No significant differences in microbiological air quality between the analyzed housing systems for sows were found. Concerns may be raised that the lack of functional areas, the husbandry in groups, or increased activity of the animals could lead to poorer air quality. A conversion of the husbandry systems to free-farrowing must not necessarily be accompanied by an increase in airborne germ contamination. From an animal hygiene perspective, free-farrowing systems can replace conventional pens with crates without the need for special adaptation of existing ventilation systems or hygiene routines.

Declaration of Competing interest

The authors declare no conflict of interest.

Table 1

Means of concentration of TAB, HS, molds, and yeasts according to day and system (MV1, SD2).

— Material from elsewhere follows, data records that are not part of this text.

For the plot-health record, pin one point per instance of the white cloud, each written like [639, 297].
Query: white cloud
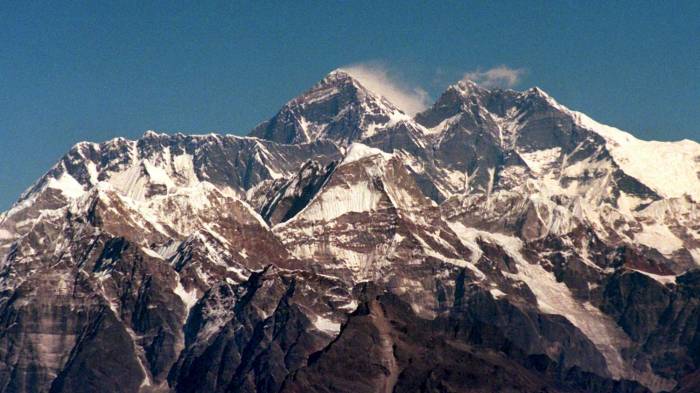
[499, 77]
[378, 79]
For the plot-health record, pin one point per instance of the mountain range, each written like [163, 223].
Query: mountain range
[495, 242]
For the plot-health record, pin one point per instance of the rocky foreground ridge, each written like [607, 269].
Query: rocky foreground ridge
[497, 241]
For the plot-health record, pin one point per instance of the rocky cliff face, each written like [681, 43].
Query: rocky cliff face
[496, 242]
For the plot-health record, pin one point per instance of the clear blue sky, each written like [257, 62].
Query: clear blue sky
[72, 71]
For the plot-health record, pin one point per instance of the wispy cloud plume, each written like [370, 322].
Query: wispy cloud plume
[497, 77]
[378, 78]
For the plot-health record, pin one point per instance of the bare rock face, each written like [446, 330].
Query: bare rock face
[497, 241]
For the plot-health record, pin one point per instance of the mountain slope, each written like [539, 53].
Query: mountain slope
[497, 240]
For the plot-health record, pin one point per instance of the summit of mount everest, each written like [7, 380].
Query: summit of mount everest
[497, 241]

	TAB (log cfu/m3)		HS (log cfu/m3)		Molds (log cfu/m3)		Yeasts (log cfu/m3)
	MV	SD	MV	SD	MV	SD	MV	SD
Day 5
GH	4.52	±0.39	3.27	±1.38	2.94	±0.39	1.14	±1.58
LH	4.58	±0.33	3.32	±1.37	2.67	±1.15	1.53	±1.67
FC	4.32	±0.42	3.24	±1.36	3.01	±0.53	1.07	±1.51
Day 19
GH	5.02	±0.35	3.95	±0.53	1.97	±1.26	1.04	±1.48
LH	5.05	±0.42	3.92	±0.67	2.22	±1.38	1.47	±1.64
FC	5.01	±0.26	3.81	±1.59	2.42	±1.03	1.31	±1.46
Day 33
GH	5.18	±0.26	4.15	±0.28	2.51	±1.08	2.25	±0.96
LH	4.95	±0.25	4.09	±0.33	3.00	±0.36	1.66	±1.39
FC	5.18	±0.37	4.43	±0.41	2.90	±0.28	1.40	±1.57

MV: mean value.

SD: standard deviation. TAB = total airborne bacteria; HS = haemolytic streptococci; GH = group housing system; LH = single loose-housing system; FC = pens with farrowing crate; cfu = colony forming units.